Historically, however, 'new' or innovative art has been a hard sell--the booing of the ballet Afternoon of a Faun is a classic example, as is the general public bewilderment at the work of the 'Impressionists', shows of whose work are now art museum cash cows, 'blockbusters', even: consequently, it is unsurprising that studios would not want to risk the expense of putting innovative, experimental work into even relatively wide release--unless the filmmaker is very well known, vide Terence Malick--and not recouping their investment. Moreover, while many 'big' studio movies--e.g., summer 'tent pole' movies--have been criticized, and, I think, rightly so, by critics for not being very good despite selling lots of tickets, there are 'blockbusters', such as the movies in the first Star Wars tetralogy, or Jaws, or, more recently Avatar, that are recognized by critics as interesting and important works of art in certain respects as well. (To be sure, in the past three decades, there has been something of a backlash against the 'blockbusterization' of Hollywood, which reflects both a nostalgia for the 'rebel' filmmakers of the seventies, when innovative film was made within the studio system, as well as a concern that too close an eye on the bottom line is impeding the development of film as an art form--a worry that I think is misplaced--or leading viewers to form expectations for film that make it difficult for more 'difficult' films to receive an audience--a worry that may be in order, but which applies, mutatis mutandis to literature, without any especially deletorious effects for that art form, although the major difference is that it is far more expensive to create a film than a novel, although even that is beginning to change as technology changes.)

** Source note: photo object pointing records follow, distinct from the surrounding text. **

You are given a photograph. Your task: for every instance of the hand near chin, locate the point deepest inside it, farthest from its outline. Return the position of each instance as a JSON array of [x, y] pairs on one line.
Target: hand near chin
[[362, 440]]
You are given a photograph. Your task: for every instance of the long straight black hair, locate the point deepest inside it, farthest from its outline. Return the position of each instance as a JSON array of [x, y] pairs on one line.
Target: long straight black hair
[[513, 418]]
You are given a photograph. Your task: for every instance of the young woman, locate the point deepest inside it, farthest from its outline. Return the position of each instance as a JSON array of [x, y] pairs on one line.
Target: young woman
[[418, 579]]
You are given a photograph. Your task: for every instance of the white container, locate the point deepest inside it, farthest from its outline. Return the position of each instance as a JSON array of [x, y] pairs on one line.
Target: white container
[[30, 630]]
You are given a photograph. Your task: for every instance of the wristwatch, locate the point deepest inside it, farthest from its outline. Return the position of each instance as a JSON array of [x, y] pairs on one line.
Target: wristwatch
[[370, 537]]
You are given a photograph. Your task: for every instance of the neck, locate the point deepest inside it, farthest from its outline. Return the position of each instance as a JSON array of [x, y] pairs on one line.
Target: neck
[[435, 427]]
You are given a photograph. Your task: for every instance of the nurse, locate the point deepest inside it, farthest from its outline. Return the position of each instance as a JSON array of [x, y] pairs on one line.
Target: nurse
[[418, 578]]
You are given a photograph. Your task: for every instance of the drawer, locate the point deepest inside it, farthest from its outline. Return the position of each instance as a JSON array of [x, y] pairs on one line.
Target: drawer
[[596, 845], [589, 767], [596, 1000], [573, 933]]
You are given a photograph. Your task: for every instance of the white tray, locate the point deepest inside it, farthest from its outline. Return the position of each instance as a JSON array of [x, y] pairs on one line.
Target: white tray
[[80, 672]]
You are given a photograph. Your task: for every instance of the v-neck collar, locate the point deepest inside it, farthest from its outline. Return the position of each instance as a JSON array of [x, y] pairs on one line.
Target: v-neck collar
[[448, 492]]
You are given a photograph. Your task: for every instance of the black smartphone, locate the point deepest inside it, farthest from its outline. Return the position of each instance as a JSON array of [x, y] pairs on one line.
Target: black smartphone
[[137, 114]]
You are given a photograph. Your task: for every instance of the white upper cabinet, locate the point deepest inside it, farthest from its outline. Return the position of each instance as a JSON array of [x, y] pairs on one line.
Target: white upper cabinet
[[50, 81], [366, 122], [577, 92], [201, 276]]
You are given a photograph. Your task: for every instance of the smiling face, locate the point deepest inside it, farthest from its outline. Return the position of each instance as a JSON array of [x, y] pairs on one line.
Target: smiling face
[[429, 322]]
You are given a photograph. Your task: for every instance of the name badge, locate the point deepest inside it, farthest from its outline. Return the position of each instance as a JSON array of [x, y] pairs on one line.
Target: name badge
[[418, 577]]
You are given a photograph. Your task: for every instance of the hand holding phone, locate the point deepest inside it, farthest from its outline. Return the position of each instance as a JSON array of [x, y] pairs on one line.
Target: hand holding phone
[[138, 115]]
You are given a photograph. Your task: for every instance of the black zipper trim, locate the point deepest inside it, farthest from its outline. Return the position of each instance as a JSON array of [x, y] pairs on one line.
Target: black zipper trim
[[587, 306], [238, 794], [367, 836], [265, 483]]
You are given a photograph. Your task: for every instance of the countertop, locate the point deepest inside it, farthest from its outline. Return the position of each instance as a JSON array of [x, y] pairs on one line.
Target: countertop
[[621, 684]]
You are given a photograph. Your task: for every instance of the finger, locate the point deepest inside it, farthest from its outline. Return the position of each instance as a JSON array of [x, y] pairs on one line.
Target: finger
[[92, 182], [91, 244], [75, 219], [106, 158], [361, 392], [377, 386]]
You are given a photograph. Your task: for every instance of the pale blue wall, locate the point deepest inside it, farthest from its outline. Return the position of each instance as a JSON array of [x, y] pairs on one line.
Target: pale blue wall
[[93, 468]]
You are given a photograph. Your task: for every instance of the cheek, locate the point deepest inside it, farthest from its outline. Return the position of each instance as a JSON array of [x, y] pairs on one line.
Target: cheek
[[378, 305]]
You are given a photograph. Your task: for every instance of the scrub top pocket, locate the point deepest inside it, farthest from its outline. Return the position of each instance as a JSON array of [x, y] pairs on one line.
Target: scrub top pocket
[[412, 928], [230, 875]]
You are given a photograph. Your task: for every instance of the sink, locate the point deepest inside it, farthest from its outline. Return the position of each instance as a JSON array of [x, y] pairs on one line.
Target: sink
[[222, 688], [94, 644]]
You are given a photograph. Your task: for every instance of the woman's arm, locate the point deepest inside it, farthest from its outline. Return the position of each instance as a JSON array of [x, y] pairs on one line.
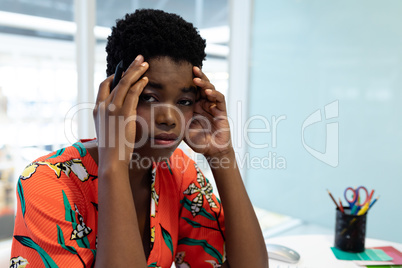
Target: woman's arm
[[119, 238], [209, 134]]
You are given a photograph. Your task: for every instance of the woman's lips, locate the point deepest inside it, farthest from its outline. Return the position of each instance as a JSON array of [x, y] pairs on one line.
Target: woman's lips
[[165, 139]]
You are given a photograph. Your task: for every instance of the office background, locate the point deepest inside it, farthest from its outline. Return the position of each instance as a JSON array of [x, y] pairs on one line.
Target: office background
[[316, 83]]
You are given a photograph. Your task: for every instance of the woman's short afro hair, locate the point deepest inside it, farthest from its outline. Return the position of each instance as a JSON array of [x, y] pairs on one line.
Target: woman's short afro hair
[[153, 33]]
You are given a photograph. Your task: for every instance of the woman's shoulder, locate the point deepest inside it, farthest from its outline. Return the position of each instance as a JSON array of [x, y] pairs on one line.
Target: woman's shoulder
[[70, 160]]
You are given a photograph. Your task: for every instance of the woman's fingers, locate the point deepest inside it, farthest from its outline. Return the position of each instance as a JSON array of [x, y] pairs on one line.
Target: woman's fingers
[[134, 72], [197, 71], [133, 94], [104, 90], [217, 98]]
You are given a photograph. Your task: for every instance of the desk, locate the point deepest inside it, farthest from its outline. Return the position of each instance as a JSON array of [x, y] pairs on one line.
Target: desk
[[315, 251]]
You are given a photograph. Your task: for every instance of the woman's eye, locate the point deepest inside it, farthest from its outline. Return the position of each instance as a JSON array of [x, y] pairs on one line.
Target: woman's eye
[[186, 102], [148, 98]]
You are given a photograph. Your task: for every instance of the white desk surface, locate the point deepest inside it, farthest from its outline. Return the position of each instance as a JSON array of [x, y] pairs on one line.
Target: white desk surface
[[315, 251]]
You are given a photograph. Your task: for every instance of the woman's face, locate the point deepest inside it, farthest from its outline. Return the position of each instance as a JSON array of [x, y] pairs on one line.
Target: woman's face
[[165, 108]]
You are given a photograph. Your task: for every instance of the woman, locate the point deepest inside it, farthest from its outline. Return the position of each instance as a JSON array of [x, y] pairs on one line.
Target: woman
[[129, 198]]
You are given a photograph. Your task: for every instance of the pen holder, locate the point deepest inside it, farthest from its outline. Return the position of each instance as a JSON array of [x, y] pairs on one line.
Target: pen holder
[[350, 231]]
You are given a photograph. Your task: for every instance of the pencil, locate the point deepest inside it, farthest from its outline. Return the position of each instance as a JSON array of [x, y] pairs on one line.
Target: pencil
[[333, 199], [341, 206]]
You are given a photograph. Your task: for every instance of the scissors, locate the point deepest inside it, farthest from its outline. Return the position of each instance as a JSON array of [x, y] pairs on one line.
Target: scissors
[[354, 203]]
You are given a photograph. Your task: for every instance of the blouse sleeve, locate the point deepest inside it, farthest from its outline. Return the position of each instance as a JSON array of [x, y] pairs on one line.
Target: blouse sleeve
[[202, 230], [49, 228]]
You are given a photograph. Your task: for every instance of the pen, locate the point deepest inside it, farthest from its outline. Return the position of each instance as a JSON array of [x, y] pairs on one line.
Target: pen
[[341, 206], [333, 199], [354, 209], [372, 203], [363, 209]]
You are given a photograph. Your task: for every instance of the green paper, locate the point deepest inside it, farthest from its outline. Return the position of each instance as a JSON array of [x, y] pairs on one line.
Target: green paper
[[367, 255]]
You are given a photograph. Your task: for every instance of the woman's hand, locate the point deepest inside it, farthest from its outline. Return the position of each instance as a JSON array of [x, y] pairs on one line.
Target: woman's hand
[[209, 132], [115, 114]]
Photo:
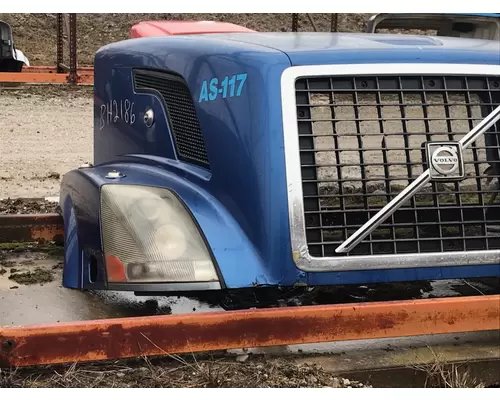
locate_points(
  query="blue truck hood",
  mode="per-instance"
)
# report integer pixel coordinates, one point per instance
(344, 48)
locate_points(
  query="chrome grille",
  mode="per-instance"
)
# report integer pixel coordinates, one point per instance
(362, 141)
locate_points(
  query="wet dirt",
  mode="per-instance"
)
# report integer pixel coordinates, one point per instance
(27, 206)
(39, 275)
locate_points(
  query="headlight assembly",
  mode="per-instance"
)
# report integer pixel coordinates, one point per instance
(148, 236)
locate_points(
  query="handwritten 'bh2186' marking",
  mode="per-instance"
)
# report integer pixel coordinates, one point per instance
(229, 87)
(114, 110)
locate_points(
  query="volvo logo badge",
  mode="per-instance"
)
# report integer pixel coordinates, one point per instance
(445, 161)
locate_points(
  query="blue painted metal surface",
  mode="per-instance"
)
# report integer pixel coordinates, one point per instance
(240, 203)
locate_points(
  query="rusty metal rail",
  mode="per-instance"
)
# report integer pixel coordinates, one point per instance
(159, 335)
(45, 74)
(156, 335)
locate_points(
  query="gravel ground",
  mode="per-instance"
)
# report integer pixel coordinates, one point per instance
(44, 133)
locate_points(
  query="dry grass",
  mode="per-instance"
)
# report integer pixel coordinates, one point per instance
(174, 371)
(442, 374)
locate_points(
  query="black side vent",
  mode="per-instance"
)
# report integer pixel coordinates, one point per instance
(181, 114)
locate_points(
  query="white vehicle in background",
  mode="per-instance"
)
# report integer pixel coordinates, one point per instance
(11, 59)
(476, 26)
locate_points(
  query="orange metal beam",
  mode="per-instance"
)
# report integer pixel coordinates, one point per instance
(47, 75)
(157, 335)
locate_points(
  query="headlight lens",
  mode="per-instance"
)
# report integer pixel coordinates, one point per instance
(154, 237)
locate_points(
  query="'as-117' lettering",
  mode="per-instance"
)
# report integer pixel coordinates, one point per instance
(113, 111)
(230, 86)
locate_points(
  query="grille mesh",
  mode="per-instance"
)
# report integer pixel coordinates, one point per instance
(361, 143)
(182, 117)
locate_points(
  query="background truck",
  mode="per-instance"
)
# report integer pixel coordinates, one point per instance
(11, 59)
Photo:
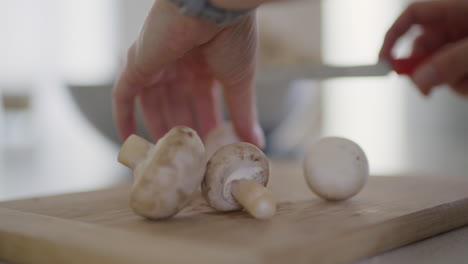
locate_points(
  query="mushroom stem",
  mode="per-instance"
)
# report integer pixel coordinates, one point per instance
(133, 151)
(254, 197)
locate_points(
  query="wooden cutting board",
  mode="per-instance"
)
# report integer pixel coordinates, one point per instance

I don't think, however, that in cases when there is a wide divergence between critical assessment of a movie and its gross revenues (from the box office, DVD sales, rentals, etc.), that this reflects a genuine disagreement between critics and the general public. Critics may be assessing whether the work in question is a good or interesting example of the art of film; it's not clear that the large crowds who make a film a 'blockbuster' see it because they want to see the development of the medium of film: they may just want to be entertained, and a more 'difficult', 'experimental' film may just not be very entertaining. (One has to be in the right frame of mind to attend to Meek's Cutoff; one doesn't have to be mentally prepared in the same way to see Planet of the Apes. This is not, of course, to say that there weren't many great things about both the original and the remake of Planet of the Apes.) Grosses simply track how many people paid to see a film in some format; they can, but needn't track the quality of a film. But critics don't, I think, assess every film in the same way: even 'highbrow' critics do not reflexively prefer 'difficult', 'experimental' film to 'genre' film: indeed, to my mind, in judging a film, a good critic should take into account what kind of work a film is meant to be. And there are, of course, different ways of being a critic--although, sadly, there are fewer and fewer film critics, just as there are fewer and fewer book critics, being employed these days. And the merits of a critic, are, I think, as variable as the merits of films: certain critics may appeal to certain people, other critics to others.

But let a thousand flowers bloom, I say: let there be different types of critics, different types of films, and let them be as accessible as possible to the viewing public!